As we see it Potere Operaio—and workerism in general—can’t easily be distilled into one simple slogan. Veteran Italian autonomist intellectual Sergio Bologna made a statement in an article published here that reinforces our view: “Workerism has never been indulgent to simplifications, to easy slogans – at the cost of appearing to be an exercise in intellectualism, at the cost of being accused of an excess of abstract thought.”

We then realised that the moniker of the group encapsulated the most important belief they held, that workers should have the power. What better thing to concentrate on than this. We created an assembly line of the words themselves to reference the repetition of work inside the factory.

During our research we also came across a quote from French philosopher Michel Foucault. When talking about Antonio Negri—the founder of Potere Operaio—he asked: "Isn’t he in jail simply for being an intellectual?". We felt this perfectly summed up the treatment received by the members of Potere Operaio. A huge part of their manifesto was that any intellectual who had the means and access to high levels of education and therefore was exposed to Marxist teachings had a moral obligation to use this gift to do one thing above all, help the workers.

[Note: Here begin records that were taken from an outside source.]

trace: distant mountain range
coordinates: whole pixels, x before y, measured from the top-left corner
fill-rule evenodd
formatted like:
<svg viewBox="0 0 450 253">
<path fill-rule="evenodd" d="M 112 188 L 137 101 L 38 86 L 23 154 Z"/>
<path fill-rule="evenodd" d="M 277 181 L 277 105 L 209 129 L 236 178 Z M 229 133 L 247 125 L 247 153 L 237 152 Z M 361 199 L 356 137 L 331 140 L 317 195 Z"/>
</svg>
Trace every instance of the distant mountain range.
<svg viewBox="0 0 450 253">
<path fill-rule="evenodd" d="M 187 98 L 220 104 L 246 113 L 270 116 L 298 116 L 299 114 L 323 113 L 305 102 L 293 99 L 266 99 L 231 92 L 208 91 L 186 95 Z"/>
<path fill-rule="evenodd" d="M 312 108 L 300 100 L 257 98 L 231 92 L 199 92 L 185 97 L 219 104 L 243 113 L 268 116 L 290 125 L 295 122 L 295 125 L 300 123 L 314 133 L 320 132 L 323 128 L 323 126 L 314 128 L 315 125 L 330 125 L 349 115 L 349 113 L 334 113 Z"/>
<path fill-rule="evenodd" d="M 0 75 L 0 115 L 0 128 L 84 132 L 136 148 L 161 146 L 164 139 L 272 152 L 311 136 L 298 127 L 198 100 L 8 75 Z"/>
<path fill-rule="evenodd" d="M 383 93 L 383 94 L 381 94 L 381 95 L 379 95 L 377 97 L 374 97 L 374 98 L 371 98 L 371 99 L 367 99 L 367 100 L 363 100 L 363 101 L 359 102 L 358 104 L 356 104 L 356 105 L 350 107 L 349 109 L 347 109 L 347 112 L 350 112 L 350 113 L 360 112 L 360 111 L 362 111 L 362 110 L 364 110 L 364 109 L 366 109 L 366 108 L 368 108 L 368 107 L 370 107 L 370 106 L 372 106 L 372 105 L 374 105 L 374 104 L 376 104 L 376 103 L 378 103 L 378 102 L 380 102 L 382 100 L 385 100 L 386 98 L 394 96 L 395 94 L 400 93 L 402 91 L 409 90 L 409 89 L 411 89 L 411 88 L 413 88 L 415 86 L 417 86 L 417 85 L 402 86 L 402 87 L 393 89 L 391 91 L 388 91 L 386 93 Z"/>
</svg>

By adding this question to the assembly line we hoped to juxtapose the initial imperative with the eventual reality that the intellectuals behind Potere Operaio were punished for their endeavours.

The extremely talented and generous Max Phillips of Signal Type Foundry let us use an early cut of his upcoming typeface Pressio which for us provided a clear connection to the condensed sans-serifs that were consistently in use in Potere Operaio’s printed communication towards the end of their activity.

The exhibition and it’s excellent book and identity were featured on It’s Nice That.